A girl looks at a makeshift memorial Oct. 4 for victims of a mass shooting along the Las Vegas Strip. (CNS photo/Steve Marcus, Las Vegas Sun via Reuters)

Like many of you, I woke last week on the feast of the Guardian Angels to the news of another mass shooting in America — this time in Las Vegas.

The scene has played out too many times in recent years.

Las Vegas reminds us again that evil is real and that our lives are vulnerable. We appreciate again what St. Paul meant: When one of us suffers, we all suffer.

We pray for the victims and their families, for all those caught up in the violence. We commit ourselves again to bring healing and peace and to build a culture where people are protected and their dignity respected.  

But listening to our national conversation in the days since Las Vegas, it strikes me that, more and more, everything I just said makes less and less sense. We no longer have the vocabulary to think about and respond to events in this way.

In the media, there are angry debates about whether we can call what happened in Las Vegas “evil.” The idea of praying about this tragedy provokes skepticism and, again, anger.

An angry essay in one of our leading Catholic journals concludes with these bitter words: “Please, no more thoughts and prayers. Instead, do something.”

We live in a secular society and the spirit of our times, our approach to life, is what Pope Francis recently described as “technocratic materialism.” As a society, we have made a wager that we can get along without God, without any reference to “religious” explanations, perspectives, motives or values.

In a secular society, the only language that makes sense is political and technological. We want to establish causes and find solutions. Who is responsible and why did this happen?
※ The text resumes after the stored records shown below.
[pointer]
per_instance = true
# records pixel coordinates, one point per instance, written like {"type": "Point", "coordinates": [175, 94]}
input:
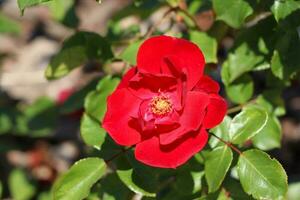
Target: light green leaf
{"type": "Point", "coordinates": [95, 101]}
{"type": "Point", "coordinates": [261, 176]}
{"type": "Point", "coordinates": [77, 50]}
{"type": "Point", "coordinates": [281, 9]}
{"type": "Point", "coordinates": [79, 179]}
{"type": "Point", "coordinates": [28, 3]}
{"type": "Point", "coordinates": [250, 121]}
{"type": "Point", "coordinates": [8, 25]}
{"type": "Point", "coordinates": [216, 165]}
{"type": "Point", "coordinates": [270, 136]}
{"type": "Point", "coordinates": [19, 185]}
{"type": "Point", "coordinates": [91, 132]}
{"type": "Point", "coordinates": [130, 53]}
{"type": "Point", "coordinates": [241, 90]}
{"type": "Point", "coordinates": [221, 131]}
{"type": "Point", "coordinates": [207, 44]}
{"type": "Point", "coordinates": [294, 191]}
{"type": "Point", "coordinates": [233, 12]}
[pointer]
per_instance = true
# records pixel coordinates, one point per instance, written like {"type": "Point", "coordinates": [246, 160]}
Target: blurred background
{"type": "Point", "coordinates": [40, 119]}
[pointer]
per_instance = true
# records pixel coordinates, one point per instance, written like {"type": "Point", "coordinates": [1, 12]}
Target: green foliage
{"type": "Point", "coordinates": [256, 172]}
{"type": "Point", "coordinates": [77, 50]}
{"type": "Point", "coordinates": [28, 3]}
{"type": "Point", "coordinates": [217, 163]}
{"type": "Point", "coordinates": [8, 25]}
{"type": "Point", "coordinates": [77, 182]}
{"type": "Point", "coordinates": [19, 185]}
{"type": "Point", "coordinates": [233, 12]}
{"type": "Point", "coordinates": [247, 123]}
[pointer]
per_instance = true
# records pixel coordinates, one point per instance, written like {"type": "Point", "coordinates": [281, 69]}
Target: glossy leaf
{"type": "Point", "coordinates": [217, 163]}
{"type": "Point", "coordinates": [129, 54]}
{"type": "Point", "coordinates": [95, 101]}
{"type": "Point", "coordinates": [91, 132]}
{"type": "Point", "coordinates": [19, 185]}
{"type": "Point", "coordinates": [261, 176]}
{"type": "Point", "coordinates": [249, 122]}
{"type": "Point", "coordinates": [233, 12]}
{"type": "Point", "coordinates": [8, 25]}
{"type": "Point", "coordinates": [77, 182]}
{"type": "Point", "coordinates": [207, 44]}
{"type": "Point", "coordinates": [241, 90]}
{"type": "Point", "coordinates": [270, 136]}
{"type": "Point", "coordinates": [281, 9]}
{"type": "Point", "coordinates": [77, 50]}
{"type": "Point", "coordinates": [28, 3]}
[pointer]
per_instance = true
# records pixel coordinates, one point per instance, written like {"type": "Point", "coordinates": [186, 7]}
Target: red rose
{"type": "Point", "coordinates": [165, 104]}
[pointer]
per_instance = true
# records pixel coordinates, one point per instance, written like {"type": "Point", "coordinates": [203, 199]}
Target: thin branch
{"type": "Point", "coordinates": [118, 154]}
{"type": "Point", "coordinates": [227, 143]}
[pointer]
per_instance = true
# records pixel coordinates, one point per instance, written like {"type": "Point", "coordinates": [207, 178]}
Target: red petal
{"type": "Point", "coordinates": [208, 85]}
{"type": "Point", "coordinates": [126, 78]}
{"type": "Point", "coordinates": [154, 52]}
{"type": "Point", "coordinates": [122, 106]}
{"type": "Point", "coordinates": [191, 118]}
{"type": "Point", "coordinates": [216, 111]}
{"type": "Point", "coordinates": [152, 153]}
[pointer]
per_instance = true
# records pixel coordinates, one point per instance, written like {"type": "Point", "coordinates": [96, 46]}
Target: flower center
{"type": "Point", "coordinates": [161, 105]}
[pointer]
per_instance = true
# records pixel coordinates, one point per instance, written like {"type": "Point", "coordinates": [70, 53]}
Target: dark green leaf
{"type": "Point", "coordinates": [91, 132]}
{"type": "Point", "coordinates": [28, 3]}
{"type": "Point", "coordinates": [281, 9]}
{"type": "Point", "coordinates": [8, 25]}
{"type": "Point", "coordinates": [19, 185]}
{"type": "Point", "coordinates": [207, 44]}
{"type": "Point", "coordinates": [217, 163]}
{"type": "Point", "coordinates": [77, 50]}
{"type": "Point", "coordinates": [270, 136]}
{"type": "Point", "coordinates": [261, 176]}
{"type": "Point", "coordinates": [241, 90]}
{"type": "Point", "coordinates": [95, 102]}
{"type": "Point", "coordinates": [233, 12]}
{"type": "Point", "coordinates": [249, 122]}
{"type": "Point", "coordinates": [77, 182]}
What do we need to “fix” so this kind of thing does not happen in the future?

Of course, we need to encourage our leaders to take action. We need to find ways to prevent people with guns from taking their own lives and the lives of others.

Even more, we need to heal the sickness of a popular culture that invites us to entertain ourselves by watching people do horrible things to other people — a culture that makes violence and killing the stuff of games that we allow our children to play in our homes.

But our society’s challenges are not only technical and political; they are also spiritual.

We need to push back against the technocratic mentality and the secular spirit of our age. We cannot allow the awareness of God to fade away in our society. Without God, the world has no meaning. Everything is random, life becomes a struggle of blind forces we cannot see or control.

As Christians, we need to bear witness to the reality of divine Providence — that our God is the Lord of history, that in his loving presence he is working in the events of our world and in the events of our lives and that there is nothing that lies beyond his loving plans and purposes.

God permits evil; this is true. Physical evils like the devastating hurricanes we saw this summer; moral evils like the Las Vegas massacre; the innocent suffering that we see everywhere in our fallen world.  

But while God permits evil, he does not cause it and he does not want it. He is our Father and his love is stronger than death. He will draw good from out of every evil.

I was thinking this week about something that St. John Paul II once said: “One hand fired, and another guided, the bullet.”

He was talking about how an assassin tried to kill him on May 13, 1981, on the day the Church remembers the apparitions of Our Lady of Fátima.

In his new book, George Weigel recalls that St. John Paul believed that “Providence, acting through Our Lady … guided the bullet. … He was spared, and for a reason. There was a mission to complete, and the Lord of history would see that he was given the opportunity to complete it.

We will never know why God allows some lives to be spared and others to be taken. We only know that he has a plan of love for every person.

In the aftermath of this latest violence, we need to remember that. And let’s remember that God gives every one of us a mission to complete. Each of us has a part to play in his plan, in building his kingdom on earth.

On Oct. 13, we join the universal Church in remembering the 100th anniversary of Our Lady’s apparitions at Fátima. Pray for me and I will be praying for you.

Let us ask Our Lady of Fátima in a special way to strengthen our faith in Providence. May we answer her call to conversion and prayer — with hearts open to God’s will and to his plans for our lives and our world.